Die bessere Hälfte fehlt?

Last but not least besteht das Problem darin, dass zum Kinderkriegen immer zwei gehören. Und dass die zwei sich nicht immer einig sind. Eine Forsa-Befragung von 2004 zeigt, dass 44 Prozent aller kinderlosen Erwachsenen das Fehlen eines geeigneten Partners als Problem angeben. Dies trifft auf Akademikerinnen in besonderem Maße zu, da diese in der Regel ihren Nachwuchs mit einem Akademiker zeugen wollen und vom Vater ein hohes Maß an Beteiligung in der Familie fordern. Die Akademiker hingegen haben da oft andere Vorstellungen. Sie heiraten auch gern mal eine Frau unter ihrem Bildungsstand, die sich ihrem Leben bereitwillig anpasst.

Wie kann man der Familienplanung ein neues Styling verpassen?

Kathrin Dressel sieht die Lösung des Problems in der Entzerrung von Beruf und Familie durch eine Phasenverschiebung im Lebensverlauf: "Entweder wird die Familiengründung in die Ausbildung vorverlagert. Oder eine späte erste Mutterschaft findet erst nach einer intensiven, kontinuierlichen und damit karrierefördernden Vollzeitbeschäftigung statt."

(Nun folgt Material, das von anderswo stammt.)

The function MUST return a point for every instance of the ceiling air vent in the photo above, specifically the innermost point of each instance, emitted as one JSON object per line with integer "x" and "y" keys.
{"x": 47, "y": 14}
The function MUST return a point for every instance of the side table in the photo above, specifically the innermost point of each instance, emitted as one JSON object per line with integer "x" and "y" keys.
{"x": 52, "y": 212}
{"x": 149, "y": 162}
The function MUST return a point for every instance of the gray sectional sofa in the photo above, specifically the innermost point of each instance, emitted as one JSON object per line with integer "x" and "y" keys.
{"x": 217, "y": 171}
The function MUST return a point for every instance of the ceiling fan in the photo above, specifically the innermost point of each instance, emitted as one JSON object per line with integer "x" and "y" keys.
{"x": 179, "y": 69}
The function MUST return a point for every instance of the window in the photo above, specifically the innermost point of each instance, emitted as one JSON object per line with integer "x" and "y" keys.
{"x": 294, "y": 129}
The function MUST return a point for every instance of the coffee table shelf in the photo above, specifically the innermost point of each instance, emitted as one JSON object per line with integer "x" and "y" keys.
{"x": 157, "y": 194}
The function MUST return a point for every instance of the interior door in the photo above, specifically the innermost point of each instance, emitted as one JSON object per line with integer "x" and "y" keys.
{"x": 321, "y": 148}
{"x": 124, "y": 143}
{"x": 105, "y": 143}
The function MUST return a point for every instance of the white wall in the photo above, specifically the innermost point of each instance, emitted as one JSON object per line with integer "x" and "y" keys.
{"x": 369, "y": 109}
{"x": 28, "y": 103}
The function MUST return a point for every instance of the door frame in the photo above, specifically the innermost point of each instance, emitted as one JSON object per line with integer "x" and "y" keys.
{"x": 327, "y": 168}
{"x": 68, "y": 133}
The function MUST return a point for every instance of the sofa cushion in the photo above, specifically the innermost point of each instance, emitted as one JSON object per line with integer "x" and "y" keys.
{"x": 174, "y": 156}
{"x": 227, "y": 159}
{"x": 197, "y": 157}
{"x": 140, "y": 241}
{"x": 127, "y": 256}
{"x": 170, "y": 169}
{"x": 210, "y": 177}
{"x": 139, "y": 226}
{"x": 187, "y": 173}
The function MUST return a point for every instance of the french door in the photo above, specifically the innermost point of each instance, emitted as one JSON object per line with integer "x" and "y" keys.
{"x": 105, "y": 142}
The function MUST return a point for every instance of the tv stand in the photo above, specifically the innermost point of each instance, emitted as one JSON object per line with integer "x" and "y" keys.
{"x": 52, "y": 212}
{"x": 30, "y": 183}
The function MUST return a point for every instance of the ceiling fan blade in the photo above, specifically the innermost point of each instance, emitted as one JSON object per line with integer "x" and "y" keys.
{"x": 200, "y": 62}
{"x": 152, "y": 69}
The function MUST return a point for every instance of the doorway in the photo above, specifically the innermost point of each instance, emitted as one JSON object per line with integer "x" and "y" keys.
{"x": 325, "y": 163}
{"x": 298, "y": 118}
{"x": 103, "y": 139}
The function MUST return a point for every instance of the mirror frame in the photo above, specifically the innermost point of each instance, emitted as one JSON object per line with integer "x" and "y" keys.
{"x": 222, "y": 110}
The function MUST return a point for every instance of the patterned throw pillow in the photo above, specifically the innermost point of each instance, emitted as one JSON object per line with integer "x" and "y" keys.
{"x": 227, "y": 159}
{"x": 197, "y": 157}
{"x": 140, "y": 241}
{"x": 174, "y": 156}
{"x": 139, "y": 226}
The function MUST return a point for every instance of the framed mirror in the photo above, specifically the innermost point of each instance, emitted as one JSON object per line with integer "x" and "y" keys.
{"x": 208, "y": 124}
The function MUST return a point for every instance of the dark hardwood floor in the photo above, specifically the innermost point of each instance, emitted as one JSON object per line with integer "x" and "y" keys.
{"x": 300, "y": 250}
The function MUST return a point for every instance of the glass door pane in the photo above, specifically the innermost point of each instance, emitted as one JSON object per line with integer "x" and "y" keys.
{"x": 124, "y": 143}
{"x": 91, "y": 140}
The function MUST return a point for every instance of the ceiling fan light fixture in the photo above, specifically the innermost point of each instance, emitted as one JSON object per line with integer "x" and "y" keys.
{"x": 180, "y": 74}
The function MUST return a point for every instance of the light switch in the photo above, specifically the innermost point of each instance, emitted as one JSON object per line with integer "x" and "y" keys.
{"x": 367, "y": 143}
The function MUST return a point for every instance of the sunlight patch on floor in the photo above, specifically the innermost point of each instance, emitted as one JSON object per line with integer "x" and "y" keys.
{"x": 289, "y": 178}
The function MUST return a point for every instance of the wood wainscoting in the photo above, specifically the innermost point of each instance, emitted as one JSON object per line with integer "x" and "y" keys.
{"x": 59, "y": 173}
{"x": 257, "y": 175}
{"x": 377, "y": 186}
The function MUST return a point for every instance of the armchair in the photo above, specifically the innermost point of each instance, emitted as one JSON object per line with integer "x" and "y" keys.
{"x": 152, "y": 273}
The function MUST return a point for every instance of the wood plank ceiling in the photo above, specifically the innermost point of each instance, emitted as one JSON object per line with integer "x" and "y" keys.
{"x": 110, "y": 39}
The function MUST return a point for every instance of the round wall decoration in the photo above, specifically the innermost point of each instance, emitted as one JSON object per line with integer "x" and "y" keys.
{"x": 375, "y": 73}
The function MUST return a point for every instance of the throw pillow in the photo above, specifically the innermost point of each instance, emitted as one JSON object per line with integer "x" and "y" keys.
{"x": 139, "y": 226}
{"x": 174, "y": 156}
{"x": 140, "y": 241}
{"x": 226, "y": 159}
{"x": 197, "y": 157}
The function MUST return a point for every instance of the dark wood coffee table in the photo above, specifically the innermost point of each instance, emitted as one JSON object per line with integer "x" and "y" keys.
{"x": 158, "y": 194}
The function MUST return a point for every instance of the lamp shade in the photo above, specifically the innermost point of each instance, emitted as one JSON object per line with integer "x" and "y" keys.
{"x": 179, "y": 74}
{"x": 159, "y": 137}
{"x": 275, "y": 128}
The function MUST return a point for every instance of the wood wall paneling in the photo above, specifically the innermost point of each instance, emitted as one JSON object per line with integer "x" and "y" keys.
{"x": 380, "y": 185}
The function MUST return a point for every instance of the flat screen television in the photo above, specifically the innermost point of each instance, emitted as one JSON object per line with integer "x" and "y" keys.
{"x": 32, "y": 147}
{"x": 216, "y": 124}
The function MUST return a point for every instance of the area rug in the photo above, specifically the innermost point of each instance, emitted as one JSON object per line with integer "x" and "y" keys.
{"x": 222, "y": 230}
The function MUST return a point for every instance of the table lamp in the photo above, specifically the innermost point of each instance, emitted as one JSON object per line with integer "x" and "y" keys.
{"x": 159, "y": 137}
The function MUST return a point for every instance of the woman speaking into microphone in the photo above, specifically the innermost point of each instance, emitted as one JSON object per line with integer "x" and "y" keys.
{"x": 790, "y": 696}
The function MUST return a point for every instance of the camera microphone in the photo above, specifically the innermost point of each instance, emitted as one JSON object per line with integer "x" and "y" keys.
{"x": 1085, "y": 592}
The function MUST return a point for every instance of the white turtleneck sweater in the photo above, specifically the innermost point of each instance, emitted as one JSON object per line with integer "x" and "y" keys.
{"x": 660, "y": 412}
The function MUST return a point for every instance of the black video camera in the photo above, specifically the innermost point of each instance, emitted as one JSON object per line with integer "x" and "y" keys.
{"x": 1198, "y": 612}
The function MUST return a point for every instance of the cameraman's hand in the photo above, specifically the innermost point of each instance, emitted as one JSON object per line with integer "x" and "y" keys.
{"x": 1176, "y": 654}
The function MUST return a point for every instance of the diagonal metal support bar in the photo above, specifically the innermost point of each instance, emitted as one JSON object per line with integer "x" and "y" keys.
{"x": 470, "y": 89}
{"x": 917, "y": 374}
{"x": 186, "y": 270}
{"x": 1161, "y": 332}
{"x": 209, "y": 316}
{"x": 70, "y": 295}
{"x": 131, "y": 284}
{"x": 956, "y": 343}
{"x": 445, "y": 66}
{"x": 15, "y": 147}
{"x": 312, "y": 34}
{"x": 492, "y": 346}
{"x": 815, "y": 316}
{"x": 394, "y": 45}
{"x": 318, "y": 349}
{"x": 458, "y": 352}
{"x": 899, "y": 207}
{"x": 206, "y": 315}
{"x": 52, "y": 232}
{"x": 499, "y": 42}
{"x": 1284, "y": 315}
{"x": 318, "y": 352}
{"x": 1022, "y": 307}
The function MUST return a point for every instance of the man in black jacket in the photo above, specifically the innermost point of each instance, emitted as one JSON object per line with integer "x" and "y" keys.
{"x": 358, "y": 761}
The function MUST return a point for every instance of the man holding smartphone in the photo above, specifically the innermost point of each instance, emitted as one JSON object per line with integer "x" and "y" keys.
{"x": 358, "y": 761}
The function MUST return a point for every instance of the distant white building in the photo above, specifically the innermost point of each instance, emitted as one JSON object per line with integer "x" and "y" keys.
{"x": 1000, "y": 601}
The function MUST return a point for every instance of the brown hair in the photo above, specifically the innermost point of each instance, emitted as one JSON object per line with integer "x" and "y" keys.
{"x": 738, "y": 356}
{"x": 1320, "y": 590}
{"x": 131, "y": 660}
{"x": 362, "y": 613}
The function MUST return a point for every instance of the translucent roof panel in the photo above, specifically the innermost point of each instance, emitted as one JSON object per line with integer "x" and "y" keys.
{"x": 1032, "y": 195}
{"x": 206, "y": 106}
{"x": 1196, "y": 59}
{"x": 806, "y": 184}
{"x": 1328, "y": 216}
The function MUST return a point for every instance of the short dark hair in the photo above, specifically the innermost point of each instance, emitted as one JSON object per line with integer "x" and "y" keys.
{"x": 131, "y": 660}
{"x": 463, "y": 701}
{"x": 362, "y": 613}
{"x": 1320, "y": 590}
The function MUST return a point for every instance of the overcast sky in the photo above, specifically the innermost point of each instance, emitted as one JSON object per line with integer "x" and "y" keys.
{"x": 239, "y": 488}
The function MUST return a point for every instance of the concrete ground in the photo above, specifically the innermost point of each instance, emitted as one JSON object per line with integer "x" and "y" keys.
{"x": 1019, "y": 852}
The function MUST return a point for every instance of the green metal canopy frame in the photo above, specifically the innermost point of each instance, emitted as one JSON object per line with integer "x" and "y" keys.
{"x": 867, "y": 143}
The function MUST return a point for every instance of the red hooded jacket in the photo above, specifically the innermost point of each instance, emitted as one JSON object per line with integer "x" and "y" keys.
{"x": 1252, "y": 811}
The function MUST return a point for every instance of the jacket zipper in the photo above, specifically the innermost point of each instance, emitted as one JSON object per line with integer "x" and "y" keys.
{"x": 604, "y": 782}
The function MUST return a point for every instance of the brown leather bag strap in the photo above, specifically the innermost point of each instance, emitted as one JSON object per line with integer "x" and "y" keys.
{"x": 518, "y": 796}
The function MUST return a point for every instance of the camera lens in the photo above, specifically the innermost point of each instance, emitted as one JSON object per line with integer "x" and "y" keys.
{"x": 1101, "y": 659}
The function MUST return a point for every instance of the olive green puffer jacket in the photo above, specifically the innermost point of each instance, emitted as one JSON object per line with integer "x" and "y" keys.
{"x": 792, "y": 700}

Mit Kinderwagen an die Uni?

Als junge Mutter tritt man zwar später als die anderen in den Arbeitsmarkt ein, da ein Studium mit Kind verständlicherweise zeitintensiver ist. Dafür hat man aber den Vorteil, bei der beruflichen Qualifikation up-to-date zu sein, da man keine längeren Unterbrechungen nach der Ausbildung in Kauf nehmen muss. Problematisch hierbei ist nach wie vor, dass eine Reihe von Rahmenbedingungen deutlich verbessert werden müssten, damit dieses Lebensmodell funktionert. Das BMFSFJ nennt hier zum einen die Kinderbetreuung: Sie müsste dringend ausgeweitet und kostengünstig angeboten werden. BaföG, Studiendarlehen wie auch Stipendien sollten um eine Kinderkomponente erweitert werden, und die Studiengebühren den jungen Eltern von vornherein erlassen werden. Außerdem müssten die Hochschulen familienfreundlicher werden. Eine Familienbeauftragte an jeder Hochschule einzurichten, wäre ein erster Schritt.

Besser später als nie?

Die Mutterschaft in höherem Alter ist die Alternative. Möglich macht´s einerseits die gestiegene Lebenserwartung: Wenn Frauen länger leben, können sie auch mehr Zeit ihres Lebens dem Beruf widmen. Andererseits hat sich auch die Phase der weiblichen Fruchtbarkeit verlängert. "Mütter ab 35 haben - wenn medizinisch optimal betreut - eine gleich hohe Chance, ein gesundes und normal entwickeltes Kind zur Welt zu bringen wie jüngere Frauen", erklärt Kathrin Dressel. Freilich muss eine späte Mutter, die beruflich kürzer tritt, damit rechnen, dass jüngere Konkurrentinnen oder Konkurrenten an ihr vorbeiziehen könnten. Doch ist nicht zu vergessen, dass Frau hier mit ihrer langjährigen Berufserfahrung punkten kann. Auch ist bei der älteren Mutter absehbar, dass ihre Familienplanung bald abgeschlossen sein wird. Und in ihrer Doppelrolle beweist sie überdies ihr Organisationstalent!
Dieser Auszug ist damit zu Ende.